To the extent of the value of the rights thus vested in the lessees, the lessor, by giving the leases diminished the value of her own estate. She had parted with and transferred to the lessees, the right of occupation for a term of years, and was only entitled to the rent reserved and the reversion. ( Clarkson v. Skidmore, 46 N.Y. 297, 302, 303.)
To arrive at the amounts of the awards in favor of the fee owner and lessees, either one of two methods may be pursued. The court may ascertain the value of the entire premises and then apportion such value among the fee owner and tenants; or it may, in the first instance, appraise the value of each separate interest and thus ascertain the entire value. ( Matter of Trustees of New York Brooklyn Bridge, 137 N.Y. 95.)
In its proposed findings and conclusions of law, the State requested setoffs against claimants McCall and Good for occupancy of their leased premises after their appropriation, and against claimant Pekofsky for rents collected from these tenants from the date of appropriation to September 1, 1956. No claims for these setoffs were made prior to or during the trial, and no notice oral or otherwise was given to claimants that such demands would be made.
A setoff is a money demand independent of and unconnected with the plaintiff's cause of action. Under present practice, the term "set off" is included within the term "counterclaim". ( Otto v. Lincoln Sav. Bank of Brooklyn, 268 App. Div. 400, affd. 294 N.Y. 798.) The counterclaim created by our statutes, embraces, exclusively, and is broader and more comprehensive than, recoupment and setoff. ( Seibert v. Dunn, 216 N.Y. 237, 241.) A counterclaim must be pleaded in explicit terms and not left to inference. ( Rice v. Grange, 131 N.Y. 149; Deeves Son v. Manhattan Life Ins. Co., 195 N.Y. 324, 332, 333; Phillips v. Manufacturers Trust Co., 175 Misc. 1009, affd. 261 App. Div. 946. )

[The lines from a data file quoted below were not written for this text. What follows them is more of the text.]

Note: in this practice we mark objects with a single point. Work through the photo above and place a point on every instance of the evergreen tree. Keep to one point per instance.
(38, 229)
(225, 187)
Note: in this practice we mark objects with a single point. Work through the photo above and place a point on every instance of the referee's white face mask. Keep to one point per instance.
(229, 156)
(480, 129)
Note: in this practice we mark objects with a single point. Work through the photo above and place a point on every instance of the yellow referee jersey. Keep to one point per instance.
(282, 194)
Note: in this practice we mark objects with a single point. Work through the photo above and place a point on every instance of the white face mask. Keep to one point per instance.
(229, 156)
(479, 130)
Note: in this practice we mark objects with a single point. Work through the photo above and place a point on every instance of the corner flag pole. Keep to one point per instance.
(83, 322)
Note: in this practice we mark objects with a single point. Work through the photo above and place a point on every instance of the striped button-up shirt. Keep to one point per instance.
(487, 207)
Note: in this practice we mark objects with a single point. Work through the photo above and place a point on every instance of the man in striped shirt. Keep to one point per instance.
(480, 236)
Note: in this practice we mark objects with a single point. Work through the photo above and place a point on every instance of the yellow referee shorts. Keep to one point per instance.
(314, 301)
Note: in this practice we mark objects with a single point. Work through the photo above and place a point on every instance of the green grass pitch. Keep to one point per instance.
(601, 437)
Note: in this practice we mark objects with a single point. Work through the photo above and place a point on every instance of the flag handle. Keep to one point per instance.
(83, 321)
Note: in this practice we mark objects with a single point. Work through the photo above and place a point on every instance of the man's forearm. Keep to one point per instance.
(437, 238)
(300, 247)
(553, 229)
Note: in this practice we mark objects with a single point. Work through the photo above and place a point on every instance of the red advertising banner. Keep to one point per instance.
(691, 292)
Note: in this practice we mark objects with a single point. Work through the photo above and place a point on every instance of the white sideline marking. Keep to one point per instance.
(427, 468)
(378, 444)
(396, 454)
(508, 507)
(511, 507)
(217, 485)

Rule 14 of the Rules of the Court of Claims provides: "Where the state interposes a counterclaim, the same shall be pleaded in conformity with the provisions relating to claims, so far as applicable, and verified. The counterclaim shall be filed with the clerk and a copy thereof served on claimant's attorney within twenty days after the service of the claim upon the attorney-general or within such time as may be ordered by the court, upon notice to the claimant's attorney. At the time of filing the original counterclaim, five copies thereof shall be filed."
The requests by the State for setoffs must be and are denied.
A formal decision setting forth findings of fact and conclusions of law is filed herewith and the court has adopted or refused proposed findings and conclusions submitted by the parties as indicated thereon.